« Tous des oiseaux » de Wajdi Mouawad § « Avoir 20 ans en 2015 »

(c)Simon Gosselin

les 29, 30, 31 août au Théâtre de Carouge, La Cuisine. En ouverture de La Bâtie-Festival de Genève.

Avec « Tous des oiseaux », Wajdi Mouawad poursuit son travail sur la transmission et l’héritage. Il s’attache cette fois-ci à la question de l’identité et ceci au coeur du conflit israélo-palestinien. En quatre chapitres, quelques retours en arrière, de nombreux rebondissements, l’auteur édifie le parcours complexe d’une famille. Partant d’une histoire d’amour entre deux étudiants, Eitan et Wahida, le premier allemand d’origine juive et la seconde américaine d’origine arabe, « l’harmonie du hasard » ou les coïncidences de la vie vont les amener à découvrir les racines de leur être et bouleverser leur existence.

«Oiseau de beauté», «Oiseau du hasard», «Oiseau de malheur», «Oiseau amphibie».

Des quatre têtes de chapitres, le dernier mérite une explication. L’oiseau amphibie est une légende persane qui raconte l’amour d’un oiseau pour les poissons, un monde si différent qu’il pourrait le tuer.

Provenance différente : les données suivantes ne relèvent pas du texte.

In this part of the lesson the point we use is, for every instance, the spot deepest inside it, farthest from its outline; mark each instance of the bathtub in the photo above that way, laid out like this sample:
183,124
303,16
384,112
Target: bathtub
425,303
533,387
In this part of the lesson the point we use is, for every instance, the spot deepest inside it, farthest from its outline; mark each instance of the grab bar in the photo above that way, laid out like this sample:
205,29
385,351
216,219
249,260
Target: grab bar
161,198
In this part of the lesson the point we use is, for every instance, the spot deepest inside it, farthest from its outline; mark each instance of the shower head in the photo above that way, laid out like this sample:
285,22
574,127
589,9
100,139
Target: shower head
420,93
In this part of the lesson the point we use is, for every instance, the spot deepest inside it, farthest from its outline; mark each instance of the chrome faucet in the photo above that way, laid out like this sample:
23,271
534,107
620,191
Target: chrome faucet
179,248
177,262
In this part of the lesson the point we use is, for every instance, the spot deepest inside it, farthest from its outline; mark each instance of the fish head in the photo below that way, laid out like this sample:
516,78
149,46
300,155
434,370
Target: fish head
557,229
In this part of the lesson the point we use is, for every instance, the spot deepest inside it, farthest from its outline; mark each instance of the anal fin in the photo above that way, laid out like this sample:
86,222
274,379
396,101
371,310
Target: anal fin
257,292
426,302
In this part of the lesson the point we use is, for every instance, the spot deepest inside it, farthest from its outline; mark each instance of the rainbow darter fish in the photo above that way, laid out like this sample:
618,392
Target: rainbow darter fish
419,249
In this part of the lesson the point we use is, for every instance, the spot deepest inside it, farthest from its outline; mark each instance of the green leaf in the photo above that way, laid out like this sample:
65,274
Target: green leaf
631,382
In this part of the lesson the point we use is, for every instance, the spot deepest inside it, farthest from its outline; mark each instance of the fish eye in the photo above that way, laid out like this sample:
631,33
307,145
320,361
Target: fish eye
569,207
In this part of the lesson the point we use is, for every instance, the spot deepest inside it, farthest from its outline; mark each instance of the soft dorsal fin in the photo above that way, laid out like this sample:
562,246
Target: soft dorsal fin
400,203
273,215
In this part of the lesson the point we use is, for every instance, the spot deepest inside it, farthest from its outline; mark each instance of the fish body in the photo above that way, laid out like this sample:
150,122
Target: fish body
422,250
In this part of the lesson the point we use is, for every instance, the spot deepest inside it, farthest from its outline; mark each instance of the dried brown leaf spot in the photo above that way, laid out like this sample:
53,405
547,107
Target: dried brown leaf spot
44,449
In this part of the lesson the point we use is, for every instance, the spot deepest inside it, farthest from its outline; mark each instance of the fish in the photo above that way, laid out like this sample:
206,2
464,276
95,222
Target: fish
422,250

Entraîné par sa passion et au risque de sa vie, il plonge et la force de son amour lui offre des ouïes. Il devient ainsi oiseau amphibie.

Anglais, allemand, hébreu, arabe, le choc des langues est partie prenante de la pièce. Grâce à un surtitrage remarquable, il s’avère sans aucune gêne pour le public, focalisé par le déroulement de l’histoire. La scénographie (Emmanuel Clolus), composée de hauts éléments mobiles, de chaises et d’une table est simple et efficace, et ce mobilier exploité pour des transitions toute en légèreté. Par moment, une projection d’images complète le décor. Malgré des lieux très variés, la cohérence de la narration reste totalement lisible.

Les comédiens, dirigés par une mise en scène impeccable, déploient un jeu très convaincant et même infaillible. Chaque minute de ces quatre heures de spectacle est mise au profit de l’histoire qui nous tient en haleine.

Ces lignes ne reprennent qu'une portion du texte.